On the flip side, some resist. Households earning $125,000-plus buck the trend, per Reuters, buoyed by stable jobs—unemployment at 4.1%, per CNN Business today. Yet broader fears dominate—two-thirds expect a recession, per Fortune. Companies hedge bets, with FedEx eyeing automation to cut costs $1 billion yearly, per Reuters. Earnings forecasts drop, but innovation might soften the blow.

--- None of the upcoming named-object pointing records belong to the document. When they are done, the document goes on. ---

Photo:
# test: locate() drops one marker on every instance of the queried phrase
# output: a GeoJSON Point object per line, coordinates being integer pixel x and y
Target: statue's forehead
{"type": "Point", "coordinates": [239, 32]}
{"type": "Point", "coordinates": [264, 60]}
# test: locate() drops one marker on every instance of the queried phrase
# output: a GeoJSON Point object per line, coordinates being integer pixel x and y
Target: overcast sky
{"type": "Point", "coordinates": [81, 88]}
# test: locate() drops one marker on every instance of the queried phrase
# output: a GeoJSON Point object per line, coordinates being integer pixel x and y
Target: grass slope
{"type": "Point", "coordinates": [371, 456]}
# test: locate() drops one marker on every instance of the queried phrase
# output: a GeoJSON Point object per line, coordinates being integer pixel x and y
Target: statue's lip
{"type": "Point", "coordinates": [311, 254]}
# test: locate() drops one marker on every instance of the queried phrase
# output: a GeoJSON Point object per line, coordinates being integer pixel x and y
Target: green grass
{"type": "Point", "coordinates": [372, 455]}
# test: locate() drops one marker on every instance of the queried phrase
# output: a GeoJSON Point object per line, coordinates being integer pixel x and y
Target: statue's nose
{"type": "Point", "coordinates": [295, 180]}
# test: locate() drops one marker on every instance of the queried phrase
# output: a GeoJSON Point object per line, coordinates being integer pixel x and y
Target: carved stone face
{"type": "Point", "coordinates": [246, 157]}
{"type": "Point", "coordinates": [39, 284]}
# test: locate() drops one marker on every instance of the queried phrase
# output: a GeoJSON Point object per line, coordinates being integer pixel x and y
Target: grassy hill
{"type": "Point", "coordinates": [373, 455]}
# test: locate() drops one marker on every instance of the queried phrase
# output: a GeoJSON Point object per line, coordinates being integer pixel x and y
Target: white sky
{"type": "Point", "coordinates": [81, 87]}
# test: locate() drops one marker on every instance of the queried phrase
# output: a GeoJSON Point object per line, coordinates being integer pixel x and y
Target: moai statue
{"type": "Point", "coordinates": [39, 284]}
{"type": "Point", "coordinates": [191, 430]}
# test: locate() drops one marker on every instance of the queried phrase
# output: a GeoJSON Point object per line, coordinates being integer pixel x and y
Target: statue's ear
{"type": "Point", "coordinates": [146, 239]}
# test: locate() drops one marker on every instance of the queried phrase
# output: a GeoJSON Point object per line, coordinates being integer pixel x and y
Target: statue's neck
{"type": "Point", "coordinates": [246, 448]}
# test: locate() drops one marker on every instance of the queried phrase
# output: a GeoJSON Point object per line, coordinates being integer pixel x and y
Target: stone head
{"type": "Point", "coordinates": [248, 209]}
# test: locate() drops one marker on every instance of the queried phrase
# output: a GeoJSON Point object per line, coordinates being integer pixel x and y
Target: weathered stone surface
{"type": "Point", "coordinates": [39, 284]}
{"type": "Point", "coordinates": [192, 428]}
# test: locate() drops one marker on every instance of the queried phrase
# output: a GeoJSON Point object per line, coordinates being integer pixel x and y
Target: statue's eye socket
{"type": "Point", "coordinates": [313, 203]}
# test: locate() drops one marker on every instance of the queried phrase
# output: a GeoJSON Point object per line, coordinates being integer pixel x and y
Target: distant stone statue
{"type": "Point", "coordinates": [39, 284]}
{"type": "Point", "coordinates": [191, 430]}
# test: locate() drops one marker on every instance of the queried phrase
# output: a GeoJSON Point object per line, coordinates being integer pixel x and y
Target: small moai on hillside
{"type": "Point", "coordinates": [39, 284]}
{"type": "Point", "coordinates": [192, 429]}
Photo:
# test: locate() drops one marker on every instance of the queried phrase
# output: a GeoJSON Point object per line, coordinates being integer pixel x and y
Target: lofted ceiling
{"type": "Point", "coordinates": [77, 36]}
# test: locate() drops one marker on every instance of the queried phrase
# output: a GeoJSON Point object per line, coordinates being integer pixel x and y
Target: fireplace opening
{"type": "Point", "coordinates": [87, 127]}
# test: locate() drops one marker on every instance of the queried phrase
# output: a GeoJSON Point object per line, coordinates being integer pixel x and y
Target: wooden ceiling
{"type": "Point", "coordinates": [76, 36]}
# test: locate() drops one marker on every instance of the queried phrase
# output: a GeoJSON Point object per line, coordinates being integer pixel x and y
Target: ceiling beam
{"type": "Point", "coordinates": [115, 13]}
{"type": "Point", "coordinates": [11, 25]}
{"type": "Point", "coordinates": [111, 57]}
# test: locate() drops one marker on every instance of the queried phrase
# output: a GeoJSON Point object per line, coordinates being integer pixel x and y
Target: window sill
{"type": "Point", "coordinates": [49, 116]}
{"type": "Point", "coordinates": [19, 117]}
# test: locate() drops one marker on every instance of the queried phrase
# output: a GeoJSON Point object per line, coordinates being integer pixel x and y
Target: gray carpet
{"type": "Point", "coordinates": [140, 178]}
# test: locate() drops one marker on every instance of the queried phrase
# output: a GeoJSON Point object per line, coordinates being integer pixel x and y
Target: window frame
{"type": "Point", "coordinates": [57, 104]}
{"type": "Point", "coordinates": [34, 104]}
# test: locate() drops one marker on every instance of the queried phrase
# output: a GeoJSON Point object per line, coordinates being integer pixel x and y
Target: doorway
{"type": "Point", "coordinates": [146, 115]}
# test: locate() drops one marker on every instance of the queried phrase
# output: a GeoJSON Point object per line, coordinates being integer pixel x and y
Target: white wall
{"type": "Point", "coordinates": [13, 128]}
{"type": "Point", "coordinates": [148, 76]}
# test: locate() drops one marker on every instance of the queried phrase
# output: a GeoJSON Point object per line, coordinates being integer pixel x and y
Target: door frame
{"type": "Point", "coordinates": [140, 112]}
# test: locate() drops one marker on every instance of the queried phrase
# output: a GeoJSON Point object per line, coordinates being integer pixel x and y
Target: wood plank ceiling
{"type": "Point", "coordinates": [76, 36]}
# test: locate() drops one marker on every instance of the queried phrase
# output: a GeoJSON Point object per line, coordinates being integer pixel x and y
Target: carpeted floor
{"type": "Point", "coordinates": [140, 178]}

Future hinges on earnings forecasts drop

Looking ahead, risks pile up. The Fed’s wait-and-see stance, per CNBC, leaves rates high—5.25%—as inflation sticks. Trump’s tariff rollout, possibly April 2, per The New York Times, could add 3% to trade costs, per Reuters. If consumer spending—70% of GDP, per Fortune—falters, recession odds rise. Earnings forecasts drop as firms prepare for a lean 2025, with GDP growth potentially dipping below 1%, per JPMorgan’s March 28 estimate.

However, glimmers emerge. Confidence among under-35s rose slightly, per Reuters, hinting at resilience. Firms like Walmart plan price cuts—$1 billion in savings, per Fortune—to lure buyers. Still, the 12-year low in expectations, per CNBC, casts a long shadow. Earnings forecasts drop as companies navigate a storm of doubt, tariffs, and thrift.

In conclusion, earnings forecasts drop as consumer confidence craters, hitting a 12-year low. For the affluent, it’s a signal—watch stocks, hoard cash, and brace for impact.